Types of Stable Value Funds
Different organizations offer diverse types of stable value-type products. The differences between products are attributable to the different laws that govern the offering organizations. However, at least one commonality among stable value products is the fact that they are only as secure as the organization or organizations backing them up.
Insurance company stable value products, commonly called guaranteed investment contracts or GICs, are backed by the strength of the insurance carrier. If the carrier became insolvent, potentially no assets would be available to pay participants.
Bank or trust company stable value products, commonly structured as collective investment trusts (CITs), are often referred to as synthetic GICs. That is because one or more outside entities are contracted to insure all or a portion of the stable value product for a fee. This is commonly called a “wrap fee.”
What are the Underlying Investments of a Stable Value Product?
It depends. For example, insurance carriers, generally, do not have an earmarked portfolio of assets backing their stable value products. Instead, the stable value product is, in effect, invested in the insurance company itself. Sometimes this is referred to as the general account. Other stable value products, such as those issued by banks or trust companies have a specific underlying bond portfolio associated with the stable value fund.
Are There Restrictions on Distributions from Stable Value Products?
There could be. Again, doing homework is critical when it comes to understanding possible limitations on when distributions can occur. Many stable value products have distribution limitations, commonly known as a “put” option. A put option can limit the amount of a distribution, the timing of a distribution (e.g., requiring a 12 month wait), or even imposing a market value adjustment (explained next).
Market value adjustments are not well understood, yet these adjustments are an important factor to consider when selecting a stable value product as a plan investment option. Essentially, a market value adjustment is a reduction in the amount available to be distributed in certain circumstances. A market value adjustment may occur if the present value of the underlying investment pool is less than the book or face value of the investments. The following simplistic example may help illustrate market value adjustments.
Example: Stable Value product “SV” has a $10,000,000 bond portfolio. From an accounting perspective X is valued at $10,000,000 because this was the original purchase price of the bonds.

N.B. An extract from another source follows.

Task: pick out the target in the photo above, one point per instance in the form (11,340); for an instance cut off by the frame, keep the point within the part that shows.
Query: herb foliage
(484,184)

However, the underlying bonds may not be worth $10,000,000 today. Perhaps their current market value is $12,000,000 or maybe $8,000,000.
Let’s assume the market value of the portfolio is $8,000,000 and the terms of SV impose a market value adjustment is applied if an immediate distribution is requested. Often the market value adjustment will not apply if the distribution is postponed for a specified period, commonly 12 months. The rationale is if the participant wants his or her money immediately, the provider must sell bonds at a loss and this loss is passed on to the participant. Conversely, if the participant waited 12 months, likely, some bonds would mature during that time at face (or book) value, and the cash could then be used to pay participants without incurring a loss.
Put options and their limitations can be complex and require close analysis by plan officials before decisions are made regarding the stable value product selections. Some products allow immediate distributions for participant who have separated from service, others do not. Other products impose a market value adjustment only if the book-to-market value ratio is below a certain percentage.
Do Stable Value Products Offer a Guaranteed Rate of Return?
Some stable value products, specifically those offered by insurance carriers, offer a guaranteed rate of return. Non-insurance carrier products, typically, do not have a guaranteed rate of return.
What are the Fees Associated With Stable Value Products?
As with other features, fees can vary by the product. Some products do not charge a fee, rather, the net amount paid under the contract is reduced by a certain number of basis points, thus reducing the yield.
What Do Plan Sponsors Need to Know?
Stable value products are not created equally. Before committing to an option, plan fiduciaries are encouraged to explore the significant differences in how the funds are structured, backed and credited, and the possible limitations on distributions.
Periodically, conducting due diligence on the capital preservation options offered to participants is wise. All of these factors impact which stable value product would be in the best interest of plan participants.